Tiradas en el piso, frente a la casa, las flores amarillas
parecían embargadas por el tiempo. Es decir, no habían muerto como se
esperaría. El cemento hacía el mal papel de purgatorio vegetal, y no dejaba que
los pétalos se fundieran en ceniza con la tierra. Se pudrían en su humedad,
adquirían un color café machacado; el árbol que difícilmente se había abierto
camino entre el cemento parecía haber salido del mismo, y no de una tierra que
costaba trabajo imaginar bajo el cemento.
Esta imagen obsesionaba al pintor. Su sala estaba llena de
óleos, y el olor a trementina barata (la barata es la única que huele así de
fuerte, como para emborrachar) inundaba el sitio. Los árboles, con sus flores
amarillas, se podían ver como decenas de distintas fotografías en el transcurso
de los días. A veces, de noche; otras, con el sol por la derecha; con el sol
atrás, rojo de atardecer; con la sombra de su propio edificio sobre la calle,
partiendo al árbol en dos. Pero siempre las flores amarillas.
A veces una sola, a veces trescientas veintidós. Gris con
negro, gris con blanco, verdes con distintas cantidades de azul, de negro, de
rojo. Las paletas parecían un amplio espectro de los mismos colores de siempre:
una paleta para el gris del cemento, una paleta para el verde, una paleta para
el color del cielo, y por supuesto una paleta entera para los amarillos.
Amarillo con verde, amarillo con azul, amarillo con café, amarillo vivo,
amarillo biche, amarillo muerto, amarillo con sol, amarillo sin sol. Pero el
óleo se secaba, y el pintor nunca podía recuperar un mismo color.
Cada vez dormía menos. Cada vez dedicaba menos tiempo a
sus comidas. La nevera ya no se llenaba con la misma regularidad de antes. Y el
árbol seguía así, imperturbable, dándole sus pétalos al cemento y al barrendero
que pasaba cada jueves en la mañana. A veces el pintor le gritaba; habían
tenido ya varios problemas. El barrendero tenía que barrer la calle y el pintor
no había terminado aún de pintar la flor que a veces, además, se llevaba el
viento.
Había probado alguna vez con la fotografía, pero para él
nunca fue lo mismo. Tenía la obsesión del pincel y del óleo, de los colores
vivos y en la mayor gama posible en que los pudiera plasmar. Tenía la obsesión
de la realidad. Pero no la lograba.
Cualquiera podría pensar que después de tanto pintar, el
cansancio le pudiera a la obsesión. Este no fue el caso. Es cierto que cada vez
dormía menos y ya no comía. Alguna vez se desvistió para bañarse y una nube
gigante pasó, descubriendo un sol con un tono que nunca antes había visto. De
inmediato montó en el caballete el nuevo lienzo, y comenzó de nuevo. Y ya nunca
más se vistió.
Y fueron pasando los días, los pinceles, y los amarillos;
pasaron las gamas más amplias de colores, que el pintor nunca hubiera podido
imaginar, por el cielo, por las ventanas, por los ojos que traducían los rayos
de luz de todo cuanto veía. Pero no veía más que el árbol en su calle.

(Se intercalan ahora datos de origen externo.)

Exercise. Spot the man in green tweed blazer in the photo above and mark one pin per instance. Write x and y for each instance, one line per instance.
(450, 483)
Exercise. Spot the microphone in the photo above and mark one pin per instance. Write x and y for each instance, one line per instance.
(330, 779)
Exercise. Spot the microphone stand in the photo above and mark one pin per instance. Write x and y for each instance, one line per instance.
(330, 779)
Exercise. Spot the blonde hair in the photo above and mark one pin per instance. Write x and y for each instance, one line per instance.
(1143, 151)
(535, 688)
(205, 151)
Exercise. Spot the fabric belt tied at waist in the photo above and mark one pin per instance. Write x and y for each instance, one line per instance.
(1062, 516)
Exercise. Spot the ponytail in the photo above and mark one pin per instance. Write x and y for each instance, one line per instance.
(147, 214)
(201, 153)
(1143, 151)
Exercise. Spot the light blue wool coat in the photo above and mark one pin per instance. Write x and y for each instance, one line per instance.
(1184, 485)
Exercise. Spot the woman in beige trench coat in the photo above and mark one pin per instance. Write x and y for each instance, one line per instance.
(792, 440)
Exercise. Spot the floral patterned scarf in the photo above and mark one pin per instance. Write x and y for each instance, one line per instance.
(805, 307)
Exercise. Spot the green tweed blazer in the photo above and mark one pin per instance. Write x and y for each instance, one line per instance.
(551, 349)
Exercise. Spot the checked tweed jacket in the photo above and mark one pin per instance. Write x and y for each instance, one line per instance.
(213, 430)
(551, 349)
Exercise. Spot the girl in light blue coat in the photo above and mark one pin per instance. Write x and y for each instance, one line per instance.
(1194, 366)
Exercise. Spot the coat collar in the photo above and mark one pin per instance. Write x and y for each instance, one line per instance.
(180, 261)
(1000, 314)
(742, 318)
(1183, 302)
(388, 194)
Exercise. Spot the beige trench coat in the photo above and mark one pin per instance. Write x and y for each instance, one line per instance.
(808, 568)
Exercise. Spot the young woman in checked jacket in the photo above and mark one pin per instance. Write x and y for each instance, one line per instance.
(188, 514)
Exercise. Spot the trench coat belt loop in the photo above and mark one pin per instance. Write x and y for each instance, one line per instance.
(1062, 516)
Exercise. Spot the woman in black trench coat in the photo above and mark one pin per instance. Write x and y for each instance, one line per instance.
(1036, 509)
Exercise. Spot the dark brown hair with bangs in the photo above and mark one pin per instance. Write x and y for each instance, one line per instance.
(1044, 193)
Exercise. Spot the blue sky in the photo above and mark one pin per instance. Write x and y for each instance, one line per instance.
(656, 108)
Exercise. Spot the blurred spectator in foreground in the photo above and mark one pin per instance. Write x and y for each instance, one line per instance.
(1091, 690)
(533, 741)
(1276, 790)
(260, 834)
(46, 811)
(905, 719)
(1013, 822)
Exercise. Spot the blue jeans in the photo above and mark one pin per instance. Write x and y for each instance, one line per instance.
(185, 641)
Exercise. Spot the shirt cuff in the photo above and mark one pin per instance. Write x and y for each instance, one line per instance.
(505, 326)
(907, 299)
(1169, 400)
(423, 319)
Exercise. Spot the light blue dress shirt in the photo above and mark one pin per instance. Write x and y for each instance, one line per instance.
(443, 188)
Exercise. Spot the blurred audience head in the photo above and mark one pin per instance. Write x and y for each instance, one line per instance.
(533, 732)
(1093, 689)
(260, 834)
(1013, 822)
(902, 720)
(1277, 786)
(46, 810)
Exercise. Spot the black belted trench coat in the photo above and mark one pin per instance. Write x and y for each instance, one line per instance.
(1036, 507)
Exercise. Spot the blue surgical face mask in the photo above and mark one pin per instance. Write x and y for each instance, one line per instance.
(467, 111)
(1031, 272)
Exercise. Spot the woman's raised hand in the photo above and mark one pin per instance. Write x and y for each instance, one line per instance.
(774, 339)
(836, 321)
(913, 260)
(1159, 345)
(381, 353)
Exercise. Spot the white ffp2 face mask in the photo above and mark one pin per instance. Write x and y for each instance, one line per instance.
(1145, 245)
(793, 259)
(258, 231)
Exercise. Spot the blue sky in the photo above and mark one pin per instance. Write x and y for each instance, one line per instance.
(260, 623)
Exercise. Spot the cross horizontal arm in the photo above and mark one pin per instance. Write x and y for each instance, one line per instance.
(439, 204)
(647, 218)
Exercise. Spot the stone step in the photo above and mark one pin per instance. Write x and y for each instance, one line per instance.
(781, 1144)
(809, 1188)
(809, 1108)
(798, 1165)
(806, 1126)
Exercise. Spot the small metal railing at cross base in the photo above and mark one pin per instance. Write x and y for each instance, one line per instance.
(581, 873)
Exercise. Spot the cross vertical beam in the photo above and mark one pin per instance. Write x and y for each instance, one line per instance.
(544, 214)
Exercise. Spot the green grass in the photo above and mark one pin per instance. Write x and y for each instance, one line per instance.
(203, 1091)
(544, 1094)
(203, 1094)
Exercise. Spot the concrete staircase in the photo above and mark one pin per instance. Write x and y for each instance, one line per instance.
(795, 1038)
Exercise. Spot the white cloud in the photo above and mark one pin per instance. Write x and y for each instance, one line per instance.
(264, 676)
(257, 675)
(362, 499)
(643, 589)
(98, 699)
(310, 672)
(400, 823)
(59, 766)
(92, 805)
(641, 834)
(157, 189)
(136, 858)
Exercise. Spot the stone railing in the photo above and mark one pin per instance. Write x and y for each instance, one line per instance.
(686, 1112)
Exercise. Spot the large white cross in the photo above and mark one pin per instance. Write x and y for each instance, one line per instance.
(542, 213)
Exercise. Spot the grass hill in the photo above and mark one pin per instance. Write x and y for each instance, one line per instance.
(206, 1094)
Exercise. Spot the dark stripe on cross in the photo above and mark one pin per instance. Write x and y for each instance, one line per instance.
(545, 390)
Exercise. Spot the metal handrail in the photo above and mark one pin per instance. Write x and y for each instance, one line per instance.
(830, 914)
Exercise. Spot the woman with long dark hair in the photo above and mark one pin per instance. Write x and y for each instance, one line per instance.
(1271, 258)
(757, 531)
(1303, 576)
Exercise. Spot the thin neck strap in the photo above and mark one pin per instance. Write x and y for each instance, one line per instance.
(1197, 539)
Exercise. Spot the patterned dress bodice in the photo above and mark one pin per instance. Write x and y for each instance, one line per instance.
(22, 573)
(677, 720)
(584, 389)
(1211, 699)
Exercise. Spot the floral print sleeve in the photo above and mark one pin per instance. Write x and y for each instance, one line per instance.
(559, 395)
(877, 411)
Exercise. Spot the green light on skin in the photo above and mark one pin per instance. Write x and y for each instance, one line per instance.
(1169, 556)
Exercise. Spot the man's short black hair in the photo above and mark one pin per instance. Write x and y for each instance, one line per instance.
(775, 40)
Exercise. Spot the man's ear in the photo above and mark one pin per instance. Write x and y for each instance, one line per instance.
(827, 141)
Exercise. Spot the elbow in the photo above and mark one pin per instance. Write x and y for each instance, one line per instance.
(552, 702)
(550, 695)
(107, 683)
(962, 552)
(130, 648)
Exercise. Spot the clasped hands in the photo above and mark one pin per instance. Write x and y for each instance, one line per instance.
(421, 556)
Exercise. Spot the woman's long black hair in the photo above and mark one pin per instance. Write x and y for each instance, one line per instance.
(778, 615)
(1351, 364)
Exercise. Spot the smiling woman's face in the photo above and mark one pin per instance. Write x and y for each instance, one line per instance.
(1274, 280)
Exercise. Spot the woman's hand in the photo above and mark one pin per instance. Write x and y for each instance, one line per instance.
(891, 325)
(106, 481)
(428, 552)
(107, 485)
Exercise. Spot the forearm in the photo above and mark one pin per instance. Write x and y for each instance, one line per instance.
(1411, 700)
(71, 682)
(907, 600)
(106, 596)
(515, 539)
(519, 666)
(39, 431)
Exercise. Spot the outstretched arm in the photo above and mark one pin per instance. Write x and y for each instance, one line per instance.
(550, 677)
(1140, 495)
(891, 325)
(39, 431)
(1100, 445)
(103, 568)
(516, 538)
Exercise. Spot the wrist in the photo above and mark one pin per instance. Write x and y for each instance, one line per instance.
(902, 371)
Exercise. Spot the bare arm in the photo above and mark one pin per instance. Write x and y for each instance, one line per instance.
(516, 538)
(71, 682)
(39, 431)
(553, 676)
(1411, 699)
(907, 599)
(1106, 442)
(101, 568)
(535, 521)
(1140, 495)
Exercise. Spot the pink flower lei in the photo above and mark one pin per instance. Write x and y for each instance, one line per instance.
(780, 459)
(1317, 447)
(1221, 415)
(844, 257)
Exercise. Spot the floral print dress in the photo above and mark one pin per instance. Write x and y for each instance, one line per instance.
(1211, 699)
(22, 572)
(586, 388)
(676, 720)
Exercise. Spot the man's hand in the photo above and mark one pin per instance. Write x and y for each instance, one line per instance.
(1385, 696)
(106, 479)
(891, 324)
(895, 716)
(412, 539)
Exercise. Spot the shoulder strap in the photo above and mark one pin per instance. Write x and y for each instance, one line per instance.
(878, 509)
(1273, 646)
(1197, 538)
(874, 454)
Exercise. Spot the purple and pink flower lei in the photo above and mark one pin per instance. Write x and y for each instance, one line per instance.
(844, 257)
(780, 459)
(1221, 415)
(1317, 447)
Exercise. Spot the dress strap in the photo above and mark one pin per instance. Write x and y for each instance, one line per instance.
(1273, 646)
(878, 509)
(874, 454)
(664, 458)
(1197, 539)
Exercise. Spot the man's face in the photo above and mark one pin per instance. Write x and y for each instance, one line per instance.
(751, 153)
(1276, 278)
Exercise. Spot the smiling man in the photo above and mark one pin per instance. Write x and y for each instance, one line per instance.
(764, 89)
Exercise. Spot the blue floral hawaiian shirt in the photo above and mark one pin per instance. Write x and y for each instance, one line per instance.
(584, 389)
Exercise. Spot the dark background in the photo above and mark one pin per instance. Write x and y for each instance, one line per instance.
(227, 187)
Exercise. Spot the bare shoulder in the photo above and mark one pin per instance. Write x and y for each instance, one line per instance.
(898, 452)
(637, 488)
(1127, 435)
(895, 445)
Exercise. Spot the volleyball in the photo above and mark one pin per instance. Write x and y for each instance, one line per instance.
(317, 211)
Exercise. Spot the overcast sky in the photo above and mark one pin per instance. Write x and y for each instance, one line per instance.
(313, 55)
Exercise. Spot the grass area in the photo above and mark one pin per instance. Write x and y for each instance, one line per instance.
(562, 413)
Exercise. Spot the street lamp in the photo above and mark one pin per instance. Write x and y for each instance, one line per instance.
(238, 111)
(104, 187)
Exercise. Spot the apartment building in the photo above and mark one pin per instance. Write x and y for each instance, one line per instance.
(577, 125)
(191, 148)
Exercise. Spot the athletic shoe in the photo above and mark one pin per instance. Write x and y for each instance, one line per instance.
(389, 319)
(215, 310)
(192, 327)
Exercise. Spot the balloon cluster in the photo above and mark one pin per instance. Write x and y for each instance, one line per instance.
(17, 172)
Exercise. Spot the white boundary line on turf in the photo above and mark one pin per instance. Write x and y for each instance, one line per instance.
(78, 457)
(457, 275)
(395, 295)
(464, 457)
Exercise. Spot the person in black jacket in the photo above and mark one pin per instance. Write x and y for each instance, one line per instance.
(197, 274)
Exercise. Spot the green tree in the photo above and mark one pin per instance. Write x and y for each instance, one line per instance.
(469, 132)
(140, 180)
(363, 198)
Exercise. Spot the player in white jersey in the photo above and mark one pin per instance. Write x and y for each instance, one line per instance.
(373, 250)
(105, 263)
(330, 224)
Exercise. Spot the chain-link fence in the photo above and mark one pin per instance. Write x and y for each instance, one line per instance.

Las ventanas ya estaban selladas por el polvo, por el moho
que había invadido la casa lentamente. La puerta ya no abría. Las cobijas
parecían de un material imposible; suaves, pero tan estáticas que parecían una
escultura hiper-realista. Ojalá el árbol hubiera podido ser así en los lienzos
del pintor, ojalá el árbol se moviera dentro de sus propios óleos. Y, como se
verá, así sucedía; pero los ojos del pintor no lo veían, y se fueron apagando.
Su piel se vino resquebrajando al tiempo que se endurecía.
Sus dedos se achicaron. Su cabello encanó, y cada pelo comenzó a tornarse de un
amarillo distinto; millones de pelos, millones de amarillos. Y fueron cayendo
al suelo, marchitando, sin viento alguno que se los llevara. Y sus pies
fracasaron buscando tierra, hasta que cayó, tieso, en la sala de su casa. Y su
cuerpo estaba ahí, volviéndose ceniza lentamente, con tantos colores en su
cuerpo, y con esa quietud del árbol de tantos años. Estaba ahí, entre todos
esos lienzos del mismo árbol, que lo miraban, sorprendidos de la obra maestra
que nunca había alcanzado en vida su pintor.